Le cœur de Marthe se serra. — Est-ce à dire, ajouta-t-elle sans regarder Olivier, que vous regrettez le parti que vous avez pris ?

— Non pas ! Rester dans ce beau pays, en respirer l’air vif, manger librement un pain honnêtement gagné, chercher son repos, sa récompense dans un livre, dans la promenade, dans la chasse, ne souhaiter que les choses qu’un travail régulier peut donner, se souvenir des orages et des tentations pour en fuir les assauts, vivre face à face avec la nature, voilà ce que j’espère, voilà ce que je veux…

— Prenez garde ! voilà que vous parlez aussi comme Minerve, vous savez, cette pauvre vieille déesse qui est morte ?

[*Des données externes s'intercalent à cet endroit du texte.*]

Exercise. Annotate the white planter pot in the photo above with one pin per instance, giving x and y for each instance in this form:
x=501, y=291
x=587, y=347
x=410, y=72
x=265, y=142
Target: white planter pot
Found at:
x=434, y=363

— Oui, mais est-ce ma faute si j’ai trente-deux ans et si ma sotte jeunesse me crie que je suis seul ?

Un voile de pourpre se répandit sur le visage de Marthe.

— Elle crie, poursuivit M. de Savines, et voilà le diable qui accourt ! Je reconnais sa présence à la tristesse qui m’envahit.

— Vous, triste ! répondit Marthe en s’efforçant de rire.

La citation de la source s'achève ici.